Yok, öyle Osmanlı tokadı değil. Tekniğiyle yaparsan tokadı yiyen bas dile gelip konuşuyor. Dün de üç basçı konuşturdular baslarını. Eski bir basçı olarak “Grup kurduk, sana da bası verdik” esprisini hatırlatmak isterim.  İsterim, çünkü milletimiz bu öksüz yetim muamelesi yapılan enstrümanın kıymetini anlayana kadar ne acılar çekildi bilinsin.

Kadınların gözdesi
Şöyle şeyler oldu konserde:
- Marcus Miller, Türkiye’de çok seviliyor. Kadın hayranları çoğunlukta. Adam ne zaman basa dokunsa tiz çığlıklar atılıyor. Kuliste de aynı hava hâkimdi. Bizim gibi sıkıcı adamlar Victor Wooten ve Stanley Clarke’la konuşmaya ve “Abi ne kadar şahane çaldın” tadında geyikler çevirmeye çabalarken, kadınlar Marcus Miller’la fotoğraf çektiriyordu.
-Açıkhava’da fosur fosur sigara içiliyor. Ama en acayibi de çekirdek çitleyenler. Herhalde şikâyet oldu ki artık satışı yasaklanıyormuş.
-Stanley Clarke’ın kontrabasla yaptığı şov inanılmazdı. İki metreye yakın boyuyla bu dev adamın elinde koca kontrabas kemençe gibi kaldı. Clarke üç basçı içinde en yaşlısı, ama bence tarzıyla en mükemmeliydi. Konu tartışmaya açık tabii.
-Çok sayıda genç müzisyen vardı konseri izleyen. Herkes coşarken, oturduğu yerden dikkat kesilip istifini bozmayanlar vardır. Onlar müzisyen işte. İsterseniz deneyin bir dahaki sefere.

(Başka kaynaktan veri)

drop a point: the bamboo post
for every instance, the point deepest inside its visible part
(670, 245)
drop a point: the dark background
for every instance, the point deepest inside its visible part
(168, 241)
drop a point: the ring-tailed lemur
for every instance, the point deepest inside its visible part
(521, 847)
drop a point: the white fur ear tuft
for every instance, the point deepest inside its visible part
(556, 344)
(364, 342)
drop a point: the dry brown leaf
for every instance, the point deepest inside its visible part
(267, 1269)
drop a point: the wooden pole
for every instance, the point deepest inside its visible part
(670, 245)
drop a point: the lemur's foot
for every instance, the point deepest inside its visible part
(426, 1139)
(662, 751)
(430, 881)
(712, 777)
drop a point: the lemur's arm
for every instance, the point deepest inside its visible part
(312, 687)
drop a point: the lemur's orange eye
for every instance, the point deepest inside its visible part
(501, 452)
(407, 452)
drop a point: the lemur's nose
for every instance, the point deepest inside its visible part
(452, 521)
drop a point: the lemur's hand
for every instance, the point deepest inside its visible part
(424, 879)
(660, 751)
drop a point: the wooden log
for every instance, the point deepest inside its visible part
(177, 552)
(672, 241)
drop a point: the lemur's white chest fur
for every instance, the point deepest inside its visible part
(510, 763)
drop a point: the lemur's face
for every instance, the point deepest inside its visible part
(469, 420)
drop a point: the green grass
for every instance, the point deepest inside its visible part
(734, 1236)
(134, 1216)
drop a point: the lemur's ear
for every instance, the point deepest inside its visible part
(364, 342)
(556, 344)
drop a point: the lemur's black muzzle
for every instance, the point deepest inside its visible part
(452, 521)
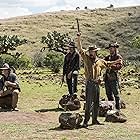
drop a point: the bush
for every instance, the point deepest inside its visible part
(20, 62)
(24, 62)
(53, 61)
(38, 59)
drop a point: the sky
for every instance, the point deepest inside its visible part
(13, 8)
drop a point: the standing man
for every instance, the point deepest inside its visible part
(111, 75)
(93, 66)
(9, 86)
(71, 67)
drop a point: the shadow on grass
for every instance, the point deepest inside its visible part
(61, 129)
(50, 110)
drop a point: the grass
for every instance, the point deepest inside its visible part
(44, 94)
(100, 26)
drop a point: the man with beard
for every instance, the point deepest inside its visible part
(111, 75)
(93, 66)
(71, 67)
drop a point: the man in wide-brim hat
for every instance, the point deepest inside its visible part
(111, 77)
(93, 66)
(9, 86)
(71, 67)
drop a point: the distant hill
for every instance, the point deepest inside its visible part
(98, 26)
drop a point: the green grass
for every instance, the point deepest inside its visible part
(98, 27)
(28, 124)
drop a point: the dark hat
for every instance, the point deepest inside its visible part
(5, 67)
(94, 48)
(115, 45)
(71, 45)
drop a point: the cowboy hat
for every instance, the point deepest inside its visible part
(5, 67)
(115, 45)
(93, 48)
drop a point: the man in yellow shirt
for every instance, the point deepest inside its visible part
(93, 66)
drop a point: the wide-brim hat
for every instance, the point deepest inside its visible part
(71, 45)
(115, 45)
(5, 67)
(93, 48)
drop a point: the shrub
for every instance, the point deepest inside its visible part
(21, 62)
(38, 59)
(53, 61)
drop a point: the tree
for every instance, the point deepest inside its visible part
(10, 43)
(56, 41)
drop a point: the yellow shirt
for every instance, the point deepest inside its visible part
(93, 68)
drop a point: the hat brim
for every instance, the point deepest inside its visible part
(95, 50)
(5, 69)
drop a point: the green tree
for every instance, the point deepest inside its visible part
(56, 41)
(10, 42)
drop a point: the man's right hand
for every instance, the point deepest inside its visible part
(78, 34)
(62, 79)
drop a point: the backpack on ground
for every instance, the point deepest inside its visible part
(70, 120)
(115, 116)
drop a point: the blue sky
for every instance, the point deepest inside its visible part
(12, 8)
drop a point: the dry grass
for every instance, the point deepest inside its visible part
(44, 94)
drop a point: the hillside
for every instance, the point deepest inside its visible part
(98, 26)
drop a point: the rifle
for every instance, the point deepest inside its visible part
(62, 83)
(78, 27)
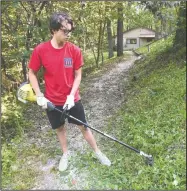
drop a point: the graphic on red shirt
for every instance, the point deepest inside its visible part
(59, 67)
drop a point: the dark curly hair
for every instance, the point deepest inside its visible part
(56, 19)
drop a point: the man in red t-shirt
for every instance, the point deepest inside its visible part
(62, 62)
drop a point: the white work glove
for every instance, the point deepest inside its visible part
(69, 102)
(42, 101)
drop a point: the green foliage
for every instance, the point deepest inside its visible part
(12, 121)
(152, 120)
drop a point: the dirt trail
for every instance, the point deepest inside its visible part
(102, 95)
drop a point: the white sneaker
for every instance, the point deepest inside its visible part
(63, 165)
(102, 158)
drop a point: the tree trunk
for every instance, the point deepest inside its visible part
(99, 45)
(110, 43)
(120, 30)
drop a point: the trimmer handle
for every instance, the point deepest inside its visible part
(50, 106)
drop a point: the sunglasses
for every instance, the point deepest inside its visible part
(65, 30)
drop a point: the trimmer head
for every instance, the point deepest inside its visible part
(149, 160)
(25, 93)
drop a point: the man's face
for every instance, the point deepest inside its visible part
(64, 32)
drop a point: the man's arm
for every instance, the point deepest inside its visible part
(34, 82)
(77, 81)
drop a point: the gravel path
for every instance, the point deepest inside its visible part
(102, 94)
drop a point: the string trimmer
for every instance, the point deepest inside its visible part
(25, 94)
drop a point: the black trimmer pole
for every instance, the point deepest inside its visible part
(149, 158)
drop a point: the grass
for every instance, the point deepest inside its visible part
(152, 120)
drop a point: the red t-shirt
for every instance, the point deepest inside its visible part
(59, 67)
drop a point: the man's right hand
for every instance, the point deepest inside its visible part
(42, 101)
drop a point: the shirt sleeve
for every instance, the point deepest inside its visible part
(35, 62)
(78, 59)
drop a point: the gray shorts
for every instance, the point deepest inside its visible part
(56, 119)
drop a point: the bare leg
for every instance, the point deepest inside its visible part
(61, 133)
(89, 137)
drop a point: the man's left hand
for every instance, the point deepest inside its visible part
(69, 102)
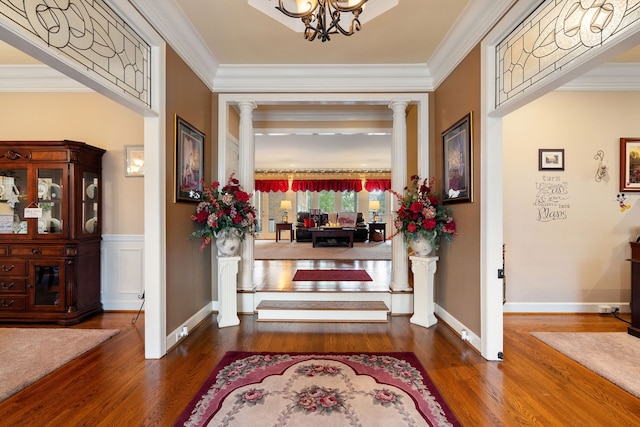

-Yanımızda ve önümüzde oturan kadınların bas sololarda kendinden geçmesi beni düşündürdü. Bir gece önce Santana’da Latin yapan kadınlarımız bu defa da bas soloların sonunda ayağa kalkarak alkışlıyor. Boşuna dememişler, bu cennet vatan ayağa kalkar coşarsa bu kadınların sayesinde olacak diye. Bravo kadınlar... Bizim kadınlarımız...
- Ve Michael Jackson. Bu konserde de başrolde Michael Jackson vardı. Marcus Miller’ın saksofonla melodisini çaldığı Human Nature’da Michael çığlıkları atıldı. Ama asıl bomba biste geldi. Miller, Beat It’i çalmaya başlayınca ortalık yıkıldı. Stanley Clarke eller havaya yapıyor, Victor Wooten melodiyi çalıyor. Şarkının Eddie Van Halen tarafından çalınan milyon dolarlık solosunu da Clarke attı.  Hem de basıyla... Açıkhava komada tabii... Sahne arkasında Wooten’a sordum. Bu Marcus Miller’ın fikriymiş. İki üç gece evvel başlamışlar çalmaya. Ama en büyük coşkuyu burada yaşamışlar.

Bir umut bekleyenler
Konseri terk ederken kulisin girişindeki demirlere yaslanmış 15-20 kişi hâlâ orada, belki elemanlardan birini görebiliriz ümidiyle bekliyordu. Aralarından utanıp sıkılarak geçtim. Yıllar önce burada beklerkenki halimi düşündüm. “Beat It”ı mırıldanarak caddeye indim. “Karşıya gündüz açar mısın birader?” diyerek gerçek hayata döndüm.